1. Would You Benefit from a Befriending Service?

Many local and national charities run befriending services for older people who live alone; they will put you in touch with a vetted volunteer who will call round to see you and to chat, or to take you to meetings and outings with other people in a similar position.

2. Could You Volunteer?

If you are fit and active, could you offer your services as a volunteer? Most towns have a volunteer co-ordination organisation where they will be delighted to match you to a suitable activity - anything from clearing overgrown gardens to doing the shopping for someone who is housebound. If you have your own transport, you could also offer to be a befriending volunteer yourself, for someone who doesn't find it so easy to get around.

3. Family First

No matter how far flung your family is, it's important to stay in touch. Look into things like Skype if you're worried about phone bills, or email or Facebook if you're worried about intruding into their daily lives. If you're not very computer savvy, ask in your local library - they will be able to help you, or they might run basic computer courses specifically for older people.

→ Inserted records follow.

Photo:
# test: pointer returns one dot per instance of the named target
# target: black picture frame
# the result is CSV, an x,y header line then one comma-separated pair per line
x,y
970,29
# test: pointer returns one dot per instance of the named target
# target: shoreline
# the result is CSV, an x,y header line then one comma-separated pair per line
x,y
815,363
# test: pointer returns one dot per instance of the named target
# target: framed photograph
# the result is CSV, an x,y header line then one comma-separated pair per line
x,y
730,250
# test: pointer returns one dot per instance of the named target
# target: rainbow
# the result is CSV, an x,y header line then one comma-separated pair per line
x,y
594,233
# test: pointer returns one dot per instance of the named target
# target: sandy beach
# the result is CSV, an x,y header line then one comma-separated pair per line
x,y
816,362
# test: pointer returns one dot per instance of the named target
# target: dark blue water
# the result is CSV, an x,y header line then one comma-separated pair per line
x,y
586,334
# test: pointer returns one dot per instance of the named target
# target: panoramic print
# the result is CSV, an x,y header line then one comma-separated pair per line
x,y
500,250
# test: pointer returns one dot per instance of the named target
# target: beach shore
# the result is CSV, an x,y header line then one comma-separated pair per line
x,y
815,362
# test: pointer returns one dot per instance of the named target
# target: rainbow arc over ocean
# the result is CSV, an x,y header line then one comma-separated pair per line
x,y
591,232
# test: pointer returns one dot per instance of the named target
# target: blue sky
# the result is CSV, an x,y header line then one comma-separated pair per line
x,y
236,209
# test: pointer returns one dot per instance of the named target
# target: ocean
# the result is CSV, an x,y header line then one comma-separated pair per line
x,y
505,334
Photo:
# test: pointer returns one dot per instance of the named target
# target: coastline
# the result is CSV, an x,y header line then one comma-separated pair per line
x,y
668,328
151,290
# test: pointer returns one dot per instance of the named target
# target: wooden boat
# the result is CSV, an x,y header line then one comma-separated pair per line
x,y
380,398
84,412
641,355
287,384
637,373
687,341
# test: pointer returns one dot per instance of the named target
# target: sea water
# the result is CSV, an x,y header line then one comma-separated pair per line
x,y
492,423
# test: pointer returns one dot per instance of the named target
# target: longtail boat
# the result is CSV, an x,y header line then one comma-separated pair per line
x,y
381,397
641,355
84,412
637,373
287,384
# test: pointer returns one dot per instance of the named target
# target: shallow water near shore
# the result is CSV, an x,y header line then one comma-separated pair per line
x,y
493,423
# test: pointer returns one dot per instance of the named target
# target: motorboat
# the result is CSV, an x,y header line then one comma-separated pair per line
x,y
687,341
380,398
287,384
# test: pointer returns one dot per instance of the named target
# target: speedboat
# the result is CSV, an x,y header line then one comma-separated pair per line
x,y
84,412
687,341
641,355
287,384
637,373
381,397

4. Would You Like to Learn Something New?

The University of the Third Age is a national organisation whose groups in most towns and cities organise a huge array of courses, workshops, talks and events, specifically for retired people. Community centres, libraries and museums also often run similar courses. What would you like to learn?

5. Fill Your Diary

When you look at the week ahead, do you just see blank days? You can change that! Write in something for each day, even if it's just a walk or a trip to the park. Seeing that there's something for you to do each day will help to make you feel more motivated to create friendship links with others.

If your loneliness is truly getting you down, remember that your GP is there to help too - don't be afraid to let them know how you are feeling.